Podczas Eucharystii sprawowanej w Niedzielę Palmową w lubelskiej archikatedrze abp Stanisław Budzik prosił, by wpatrując się w miłość Jezusa do każdego z nas, budować granice z miłości.

Abp Stanisław Budzik. Abp Stanisław Budzik.
Archikatedra

Zwracając się do wiernych podczas Eucharystii w archikatedrze, abp Stanisław Budzik przywołał dylematy Piłata, które także dziś wiele osób nosi w sobie.
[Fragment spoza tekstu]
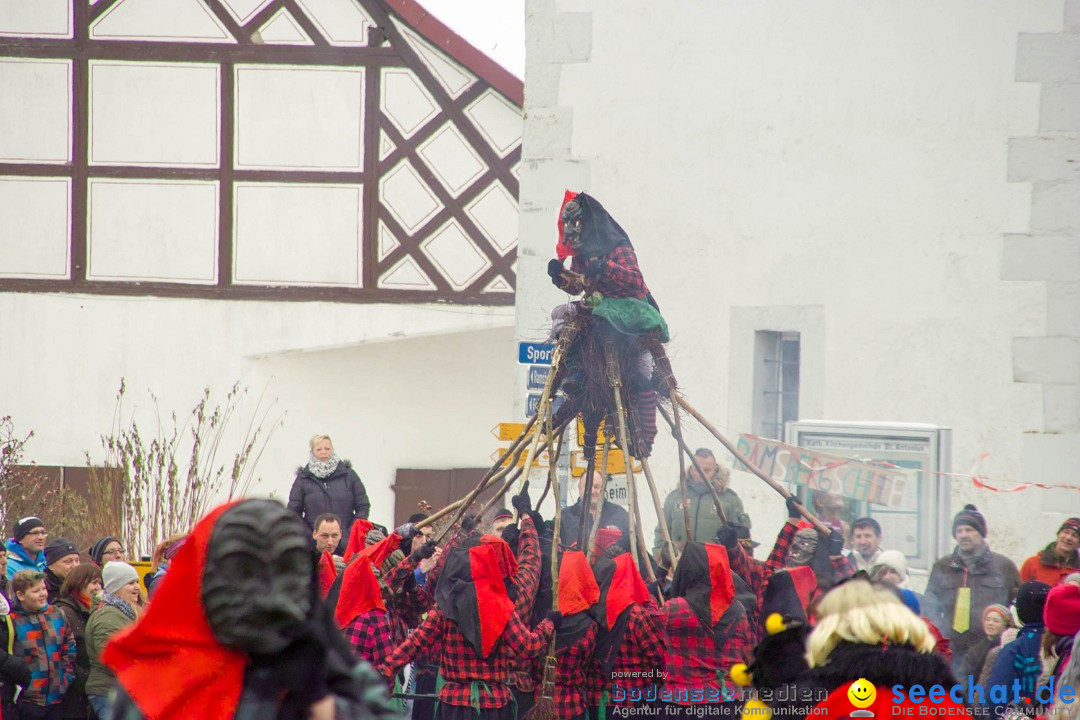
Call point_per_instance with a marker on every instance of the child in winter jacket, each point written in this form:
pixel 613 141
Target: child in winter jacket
pixel 44 643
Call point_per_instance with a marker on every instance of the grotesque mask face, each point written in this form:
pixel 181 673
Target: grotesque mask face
pixel 257 583
pixel 802 547
pixel 571 225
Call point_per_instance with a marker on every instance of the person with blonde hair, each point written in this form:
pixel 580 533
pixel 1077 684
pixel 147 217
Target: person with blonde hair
pixel 328 485
pixel 863 630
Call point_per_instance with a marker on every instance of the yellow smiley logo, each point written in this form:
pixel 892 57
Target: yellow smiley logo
pixel 862 693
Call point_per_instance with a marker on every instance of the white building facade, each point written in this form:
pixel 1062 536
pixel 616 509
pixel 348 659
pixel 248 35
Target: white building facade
pixel 890 189
pixel 315 199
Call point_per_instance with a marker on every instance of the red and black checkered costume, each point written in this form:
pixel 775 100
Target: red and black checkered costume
pixel 621 276
pixel 526 584
pixel 372 636
pixel 642 651
pixel 572 669
pixel 460 664
pixel 691 655
pixel 778 558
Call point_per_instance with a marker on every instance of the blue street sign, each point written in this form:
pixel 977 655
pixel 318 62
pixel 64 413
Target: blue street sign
pixel 535 353
pixel 538 377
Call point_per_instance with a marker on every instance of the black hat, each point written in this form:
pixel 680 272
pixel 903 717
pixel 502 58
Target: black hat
pixel 971 517
pixel 25 526
pixel 1030 599
pixel 59 547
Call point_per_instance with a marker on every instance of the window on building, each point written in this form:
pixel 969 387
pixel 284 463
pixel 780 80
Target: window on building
pixel 775 382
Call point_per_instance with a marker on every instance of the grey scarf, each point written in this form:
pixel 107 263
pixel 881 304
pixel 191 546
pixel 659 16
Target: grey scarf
pixel 322 470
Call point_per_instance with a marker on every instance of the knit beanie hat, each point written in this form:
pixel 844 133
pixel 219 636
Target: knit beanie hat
pixel 25 526
pixel 1001 610
pixel 57 548
pixel 1030 599
pixel 97 549
pixel 1062 611
pixel 971 517
pixel 1071 524
pixel 116 575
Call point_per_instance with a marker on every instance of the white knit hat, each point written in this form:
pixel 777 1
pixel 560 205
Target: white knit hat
pixel 116 575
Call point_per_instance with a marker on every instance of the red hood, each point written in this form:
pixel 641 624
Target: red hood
pixel 360 593
pixel 170 663
pixel 577 585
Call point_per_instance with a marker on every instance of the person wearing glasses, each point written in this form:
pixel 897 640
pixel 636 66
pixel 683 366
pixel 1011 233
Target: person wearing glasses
pixel 26 548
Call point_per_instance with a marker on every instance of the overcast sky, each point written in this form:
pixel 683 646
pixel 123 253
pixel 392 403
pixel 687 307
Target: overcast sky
pixel 496 27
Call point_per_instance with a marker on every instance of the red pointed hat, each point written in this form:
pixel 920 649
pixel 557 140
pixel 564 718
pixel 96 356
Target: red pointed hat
pixel 472 592
pixel 621 586
pixel 577 585
pixel 562 248
pixel 327 573
pixel 170 663
pixel 356 535
pixel 360 593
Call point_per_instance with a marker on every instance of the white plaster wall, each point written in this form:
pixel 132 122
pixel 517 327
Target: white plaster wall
pixel 394 385
pixel 845 155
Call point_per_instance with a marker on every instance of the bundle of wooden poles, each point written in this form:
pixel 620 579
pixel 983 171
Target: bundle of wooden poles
pixel 540 435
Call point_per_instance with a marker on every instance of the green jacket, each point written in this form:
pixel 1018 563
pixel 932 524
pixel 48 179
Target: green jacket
pixel 104 623
pixel 704 522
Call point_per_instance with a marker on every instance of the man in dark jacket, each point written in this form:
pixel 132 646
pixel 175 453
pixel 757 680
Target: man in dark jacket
pixel 611 516
pixel 328 485
pixel 962 584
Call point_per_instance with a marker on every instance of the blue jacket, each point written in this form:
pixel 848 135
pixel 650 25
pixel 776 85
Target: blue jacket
pixel 17 559
pixel 1018 660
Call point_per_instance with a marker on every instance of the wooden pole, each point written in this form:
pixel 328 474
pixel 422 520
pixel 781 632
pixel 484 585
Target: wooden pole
pixel 754 469
pixel 636 537
pixel 596 521
pixel 672 555
pixel 677 433
pixel 682 467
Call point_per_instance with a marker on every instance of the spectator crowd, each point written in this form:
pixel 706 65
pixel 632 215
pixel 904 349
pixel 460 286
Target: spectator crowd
pixel 315 611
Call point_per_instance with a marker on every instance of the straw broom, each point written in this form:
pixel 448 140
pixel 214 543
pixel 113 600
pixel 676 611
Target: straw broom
pixel 544 707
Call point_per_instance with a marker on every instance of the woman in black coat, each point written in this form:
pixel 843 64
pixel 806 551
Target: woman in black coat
pixel 78 597
pixel 328 485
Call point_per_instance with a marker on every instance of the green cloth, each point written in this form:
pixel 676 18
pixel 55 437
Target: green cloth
pixel 704 521
pixel 104 623
pixel 629 315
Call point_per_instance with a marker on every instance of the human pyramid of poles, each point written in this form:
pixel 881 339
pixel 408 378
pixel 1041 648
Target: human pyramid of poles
pixel 539 435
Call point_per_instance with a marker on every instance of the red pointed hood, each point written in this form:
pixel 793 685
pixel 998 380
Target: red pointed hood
pixel 377 553
pixel 562 248
pixel 577 585
pixel 621 586
pixel 170 663
pixel 360 593
pixel 356 535
pixel 327 573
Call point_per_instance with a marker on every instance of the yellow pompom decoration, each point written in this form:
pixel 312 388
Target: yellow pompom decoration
pixel 740 675
pixel 774 623
pixel 755 709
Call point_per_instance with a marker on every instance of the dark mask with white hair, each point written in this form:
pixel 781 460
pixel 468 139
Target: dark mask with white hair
pixel 257 582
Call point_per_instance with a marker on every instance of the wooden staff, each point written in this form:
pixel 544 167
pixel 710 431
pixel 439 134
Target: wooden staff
pixel 704 478
pixel 544 708
pixel 514 452
pixel 682 466
pixel 636 537
pixel 596 520
pixel 510 480
pixel 672 555
pixel 754 469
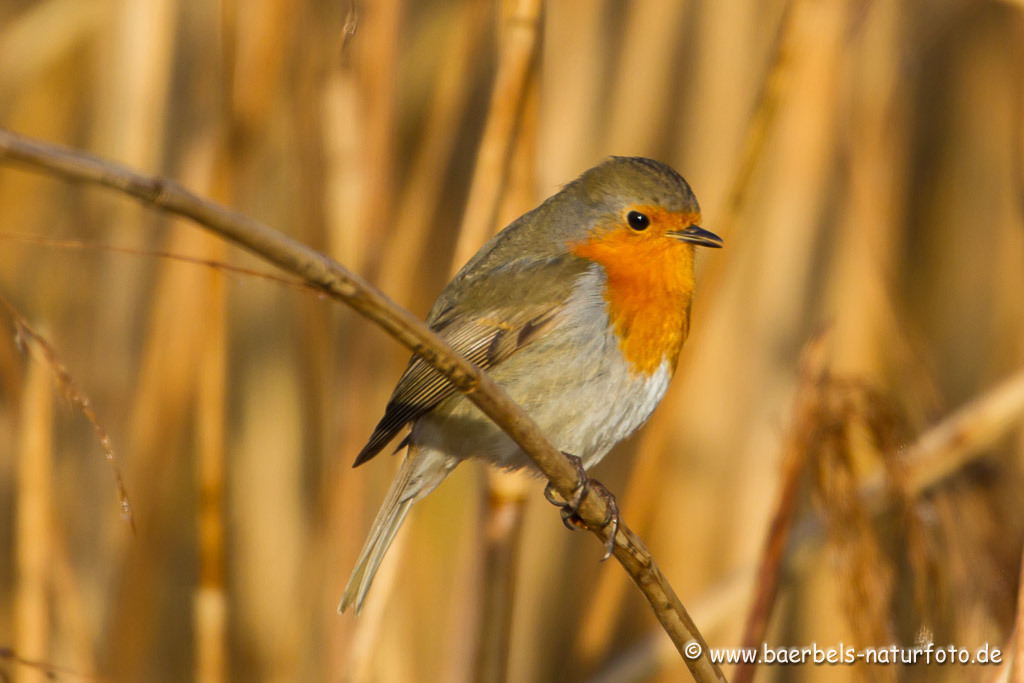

- W Piłacie, przed którym staje Jezus, toczy się walka między obroną człowieka ewidentnie niewinnego, a pragnieniem ocalenia samego siebie i swojej pozycji. W końcu przeważa strach, wzgląd na ludzką opinię i własne korzyści oraz polityczny kompromis. Ileż trzeba wolności, by spotkać Jezusa i odkryć Jego miłość i odpowiedzieć na nią! Ile trzeba niezależności od ludzkich sądów, własnych nawyków i odwagi, by przeciwstawić się okrzykom tłumu, by popłynąć pod prąd, bronić Królestwa, które nie jest z tego świata - mówił metropolita.

Podkreślał też, że staje dziś przed nami Chrystus, jako człowiek podobny do nas we wszystkim oprócz grzechu. Cała męka Jezusa świadczy o tym, że był człowiekiem, dlatego nic, co ludzkie nie jest mu obce. Tylko prawdziwy człowiek mógł cierpieć, jak On cierpiał.

- Wiara w bóstwo i człowieczeństwo Jezusa to fundament naszej wiary. Sam Bóg przychodzi na ziemię, by wyrwać człowieka z niewoli zła. Odrzucenie Boga zwraca się zawsze przeciw człowiekowi. Męka Jezusa nie skończyła się 2 tysiące lat temu, ale ma wymiar uniwersalny. Chrystus cierpi i dziś w naszych siostrach i braciach, zabijanych, prześladowanych, rozstrzeliwanych, jak choćby teraz na Ukrainie - mówił abp Stanisław.

Przypomniał też wydarzenia sprzed lat, kiedy fala tsunami pochłonęła tysiące ofiar. Wiele narodów pospieszyło wtedy z pomocą. Wówczas powstała piosenka „Pokonamy fale”. Jacek Cygan napisał słowa, że pokonamy fale, jeśli każdy zbuduje brzeg ze swej miłości.

- Można to odnieść do dzisiejszej sytuacji w Ukrainie. Też możemy pokonać zło, jeśli każdy zbuduje brzeg z miłości. Dlatego wspierajmy dalej Ukrainę, która walczy nie tylko o swoją wolność, ale i o naszą. Wpatrzeni w Jezusa pamiętajmy o swojej ludzkiej godności. Każdy człowiek został wyzwolony przez śmierć i zmartwychwstanie Jezusa. Módlmy się, by Bóg dał nam zrozumienie swojej woli i byśmy potrafili być blisko tego, kto wątpi i rozpacza. Byśmy mogli ulżyć jego męce - prosił arcybiskup.